Domando a la fiera

El redoble de tambores marcaba el ritmo y el paso, del fin de semana. Yo iba saltarina. Pizpireta. Presente.

Y de un baile, saltaba a otro. No importaba si era un tango o un pasodoble, una lambada o danza urbana. Yo quería participar en todos.

Así transcurrió el viernes, con quehaceres varios y mi tambor resonando de fondo –Ran, rataplán, ran, rataplán- ….

Sábado con actividades interesantes, encuentros agradables y linda compañía. El ritmo que siguiera sonando, que yo podía con el baile.

El domingo, más melodías. Mi cuerpo se negaba a la rendición. Paseos, abrazos, comidas y cenas. Todas con gluten, mucho gluten y amor, mucho amor.

Ya en la noche, escuché la primera queja en MAYÚSCULAS: amenazante jaqueca seguida de nauseas.

El lunes en la mañana abrir los ojos se convertía en una temeridad. El tambor se había instalado en mi cabeza con la firme intención de querer batirse en duelo conmigo.

Hice caso omiso a su tentativa y volví a dormirme. No podía moverme. Horas después, seguía la encrucijada sobre mi sien. Presionando, haciendo imposible la tarea de levantarme.

Cuando por fin pude coger las riendas de la situación, abrí los ojos y me comí algo, lo que el cuerpo me dejaba, porque las nauseas seguían por ahí pululando. Mi inactividad poco duró, porque la tarde estaba demasiado bonita como para quedarme en casa.

INCONSCIENCIA-DESCONOCIMIENTO-NO ESCUCHARME.

Me fui de paseo por las Canteras y concluí el cha, cha, cha, en el supermercado. Haciendo una compra interesante para cargar y subir por los tres pisos que llevan a mi hogar.

No tienes ni idea Marikitusi……

¡Se te olvida que hay una fiera amenazando!

El martes todo era un esfuerzo. Hasta hablar, hasta respirar, hasta callarme.

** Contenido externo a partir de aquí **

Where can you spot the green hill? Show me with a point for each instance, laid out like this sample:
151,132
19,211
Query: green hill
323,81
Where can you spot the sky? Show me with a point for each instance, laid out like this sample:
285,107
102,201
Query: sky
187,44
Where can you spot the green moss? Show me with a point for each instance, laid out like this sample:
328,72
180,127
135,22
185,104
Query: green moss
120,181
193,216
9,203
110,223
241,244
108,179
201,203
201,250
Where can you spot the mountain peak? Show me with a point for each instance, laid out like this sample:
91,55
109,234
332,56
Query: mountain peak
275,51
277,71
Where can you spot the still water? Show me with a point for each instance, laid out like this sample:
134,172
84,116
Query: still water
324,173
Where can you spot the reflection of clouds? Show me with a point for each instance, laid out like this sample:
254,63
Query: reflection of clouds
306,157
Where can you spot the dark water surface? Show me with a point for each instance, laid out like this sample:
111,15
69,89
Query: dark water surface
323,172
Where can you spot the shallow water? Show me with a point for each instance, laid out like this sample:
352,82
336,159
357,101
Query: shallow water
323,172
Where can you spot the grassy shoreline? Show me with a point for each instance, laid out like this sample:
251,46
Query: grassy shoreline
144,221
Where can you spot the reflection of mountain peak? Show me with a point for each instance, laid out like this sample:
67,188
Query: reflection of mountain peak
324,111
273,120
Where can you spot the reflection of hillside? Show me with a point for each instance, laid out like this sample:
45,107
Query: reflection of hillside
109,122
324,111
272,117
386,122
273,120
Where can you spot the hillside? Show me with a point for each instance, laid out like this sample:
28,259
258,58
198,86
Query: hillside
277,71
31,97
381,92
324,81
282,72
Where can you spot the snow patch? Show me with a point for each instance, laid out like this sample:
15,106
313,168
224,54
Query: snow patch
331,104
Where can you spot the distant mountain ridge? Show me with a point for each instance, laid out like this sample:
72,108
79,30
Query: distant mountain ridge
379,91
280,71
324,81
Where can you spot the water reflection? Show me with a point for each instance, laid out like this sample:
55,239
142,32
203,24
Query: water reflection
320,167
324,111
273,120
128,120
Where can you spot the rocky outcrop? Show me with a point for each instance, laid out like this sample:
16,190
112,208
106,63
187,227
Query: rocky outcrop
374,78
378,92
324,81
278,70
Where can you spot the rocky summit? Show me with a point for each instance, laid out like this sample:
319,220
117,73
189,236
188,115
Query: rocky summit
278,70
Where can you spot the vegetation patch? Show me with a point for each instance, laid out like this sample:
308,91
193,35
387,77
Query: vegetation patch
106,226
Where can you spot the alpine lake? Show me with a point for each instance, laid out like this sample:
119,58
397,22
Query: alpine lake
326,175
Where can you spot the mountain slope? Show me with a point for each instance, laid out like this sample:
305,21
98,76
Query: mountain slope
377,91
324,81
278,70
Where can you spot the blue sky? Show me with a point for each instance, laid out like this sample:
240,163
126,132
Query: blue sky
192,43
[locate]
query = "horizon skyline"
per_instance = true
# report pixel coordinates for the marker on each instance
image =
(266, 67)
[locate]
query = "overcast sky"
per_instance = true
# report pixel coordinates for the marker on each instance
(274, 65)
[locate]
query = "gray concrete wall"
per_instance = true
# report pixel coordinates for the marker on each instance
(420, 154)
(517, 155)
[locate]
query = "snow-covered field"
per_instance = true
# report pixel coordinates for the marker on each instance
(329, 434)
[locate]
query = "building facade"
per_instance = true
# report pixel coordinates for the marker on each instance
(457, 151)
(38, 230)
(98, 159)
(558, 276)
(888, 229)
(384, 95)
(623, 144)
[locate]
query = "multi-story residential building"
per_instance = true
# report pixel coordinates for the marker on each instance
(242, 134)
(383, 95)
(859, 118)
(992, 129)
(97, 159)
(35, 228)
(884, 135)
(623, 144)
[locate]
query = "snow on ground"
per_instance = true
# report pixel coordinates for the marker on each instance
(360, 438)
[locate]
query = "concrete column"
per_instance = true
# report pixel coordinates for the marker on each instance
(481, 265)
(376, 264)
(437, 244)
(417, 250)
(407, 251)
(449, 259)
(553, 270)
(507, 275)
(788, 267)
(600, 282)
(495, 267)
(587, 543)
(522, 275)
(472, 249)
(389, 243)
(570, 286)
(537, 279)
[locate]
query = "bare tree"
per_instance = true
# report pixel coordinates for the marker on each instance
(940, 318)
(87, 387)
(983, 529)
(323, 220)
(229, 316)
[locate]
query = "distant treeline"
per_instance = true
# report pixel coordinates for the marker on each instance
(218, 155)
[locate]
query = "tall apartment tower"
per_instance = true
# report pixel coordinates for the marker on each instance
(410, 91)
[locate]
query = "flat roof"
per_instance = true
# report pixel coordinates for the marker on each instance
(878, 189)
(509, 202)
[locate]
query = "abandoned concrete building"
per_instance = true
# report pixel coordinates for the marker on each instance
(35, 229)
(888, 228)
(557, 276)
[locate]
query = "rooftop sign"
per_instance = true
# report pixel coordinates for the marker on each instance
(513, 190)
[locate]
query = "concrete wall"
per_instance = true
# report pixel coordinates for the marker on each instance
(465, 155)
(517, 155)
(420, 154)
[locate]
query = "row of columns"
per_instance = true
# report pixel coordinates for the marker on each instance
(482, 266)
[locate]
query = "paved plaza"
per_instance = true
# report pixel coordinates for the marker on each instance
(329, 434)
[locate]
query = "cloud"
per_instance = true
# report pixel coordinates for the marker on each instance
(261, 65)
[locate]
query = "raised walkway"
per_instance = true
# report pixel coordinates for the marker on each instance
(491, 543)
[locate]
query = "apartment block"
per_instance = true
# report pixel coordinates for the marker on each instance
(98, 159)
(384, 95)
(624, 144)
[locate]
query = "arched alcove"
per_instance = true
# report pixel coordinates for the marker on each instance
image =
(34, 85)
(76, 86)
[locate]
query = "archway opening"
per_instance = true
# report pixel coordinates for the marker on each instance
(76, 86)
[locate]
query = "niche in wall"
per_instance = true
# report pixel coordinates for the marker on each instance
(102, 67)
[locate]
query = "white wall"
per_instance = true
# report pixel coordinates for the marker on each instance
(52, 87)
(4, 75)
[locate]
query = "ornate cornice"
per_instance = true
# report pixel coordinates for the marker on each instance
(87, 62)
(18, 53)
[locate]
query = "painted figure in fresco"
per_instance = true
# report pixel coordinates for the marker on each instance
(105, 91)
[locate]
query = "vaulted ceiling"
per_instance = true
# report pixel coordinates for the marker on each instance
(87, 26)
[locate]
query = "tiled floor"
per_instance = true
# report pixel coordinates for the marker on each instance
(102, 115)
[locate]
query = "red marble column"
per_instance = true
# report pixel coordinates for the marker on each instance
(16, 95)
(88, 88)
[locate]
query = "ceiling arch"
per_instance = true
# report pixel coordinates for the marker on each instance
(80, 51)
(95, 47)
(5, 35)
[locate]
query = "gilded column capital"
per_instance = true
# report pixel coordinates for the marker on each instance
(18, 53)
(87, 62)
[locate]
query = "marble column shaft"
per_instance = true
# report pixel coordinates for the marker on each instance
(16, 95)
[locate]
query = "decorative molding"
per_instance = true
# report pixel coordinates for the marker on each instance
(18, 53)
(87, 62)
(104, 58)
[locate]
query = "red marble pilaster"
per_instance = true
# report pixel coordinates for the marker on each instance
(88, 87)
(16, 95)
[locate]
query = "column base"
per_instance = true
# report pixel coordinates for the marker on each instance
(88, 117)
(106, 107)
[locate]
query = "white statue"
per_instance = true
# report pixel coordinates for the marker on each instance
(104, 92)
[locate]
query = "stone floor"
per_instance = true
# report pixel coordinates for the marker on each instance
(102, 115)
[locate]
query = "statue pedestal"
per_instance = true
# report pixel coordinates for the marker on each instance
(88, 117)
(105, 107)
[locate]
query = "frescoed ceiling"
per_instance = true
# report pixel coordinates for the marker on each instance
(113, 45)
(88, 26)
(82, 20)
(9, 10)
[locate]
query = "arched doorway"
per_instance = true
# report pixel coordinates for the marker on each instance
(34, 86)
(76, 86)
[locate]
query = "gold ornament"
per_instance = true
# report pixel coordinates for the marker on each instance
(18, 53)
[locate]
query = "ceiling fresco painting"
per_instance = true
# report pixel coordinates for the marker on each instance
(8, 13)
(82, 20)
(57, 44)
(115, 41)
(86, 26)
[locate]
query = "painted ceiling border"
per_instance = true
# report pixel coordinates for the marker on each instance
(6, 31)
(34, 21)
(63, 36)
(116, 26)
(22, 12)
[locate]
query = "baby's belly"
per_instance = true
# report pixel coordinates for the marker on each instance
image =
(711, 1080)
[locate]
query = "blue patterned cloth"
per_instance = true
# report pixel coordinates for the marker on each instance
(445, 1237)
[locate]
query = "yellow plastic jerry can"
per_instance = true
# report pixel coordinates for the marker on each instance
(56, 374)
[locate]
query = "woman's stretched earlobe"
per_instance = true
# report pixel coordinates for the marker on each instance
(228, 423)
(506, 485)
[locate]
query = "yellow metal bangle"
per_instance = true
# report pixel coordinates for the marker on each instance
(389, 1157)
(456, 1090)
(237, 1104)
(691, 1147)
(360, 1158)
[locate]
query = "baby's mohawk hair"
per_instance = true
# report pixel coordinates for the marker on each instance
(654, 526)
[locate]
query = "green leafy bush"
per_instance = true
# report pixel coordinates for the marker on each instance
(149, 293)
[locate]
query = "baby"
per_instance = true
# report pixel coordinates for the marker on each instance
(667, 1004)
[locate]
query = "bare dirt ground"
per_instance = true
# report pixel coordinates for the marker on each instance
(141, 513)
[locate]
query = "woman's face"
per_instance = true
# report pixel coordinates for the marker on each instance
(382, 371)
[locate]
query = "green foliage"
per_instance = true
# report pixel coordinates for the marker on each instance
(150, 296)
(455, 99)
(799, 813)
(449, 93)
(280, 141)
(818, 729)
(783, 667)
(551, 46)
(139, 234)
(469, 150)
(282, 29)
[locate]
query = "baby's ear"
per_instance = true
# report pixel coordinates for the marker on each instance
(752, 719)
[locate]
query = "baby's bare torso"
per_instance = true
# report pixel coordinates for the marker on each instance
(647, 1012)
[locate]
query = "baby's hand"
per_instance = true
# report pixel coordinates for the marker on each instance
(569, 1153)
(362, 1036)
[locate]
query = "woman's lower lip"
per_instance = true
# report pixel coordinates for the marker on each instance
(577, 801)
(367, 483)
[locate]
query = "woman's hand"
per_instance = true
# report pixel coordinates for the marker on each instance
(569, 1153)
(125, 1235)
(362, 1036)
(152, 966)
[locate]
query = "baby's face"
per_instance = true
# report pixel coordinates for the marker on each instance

Me sentía incómoda siendo y dejando de ser. Nada me calmaba. El cuerpo estaba molesto con su realidad.

Pero, bueno, igual si salgo, cojo aire y hago un poco de yoga, todo sea diferente. Igual me venga bien y me despeje……Igual es lo que necesito: airearme.

No tienes ni idea Marikitusi……

¡Se te olvida que hay una fiera amenazando!

Y de la amenaza pasó a la acción. La fiera me pilló. O me dejé pillar, no lo sé.

Me quedé en k.o. técnico. Fuera de combate. Noqueada. Vencida.

Ayer martes por la tarde noche, volví al pozo oscuro. Donde todo es confuso. El dolor adquiere una nueva dimensión. La fatiga se eleva a la máxima potencia. Donde la fiera se apodera de toda mi existencia y me deja abatida a su antojo.

La fiera estuvo avisando y yo, ajena a su lenguaje, seguí bailando al redoble del tambor. Me gusta tanto la música que me cuesta aceptar.

Hoy ha sido un día más claro. De darme un tiempo y un espacio para volver a mirar a la fiera de frente. Volver a escuchar sus condiciones, sus necesidades y sus límites. Y terminar ambas fundidas en un abrazo.

Y aquí me encuentro, mano a mano con ella: domando a la fiera que vive en mí.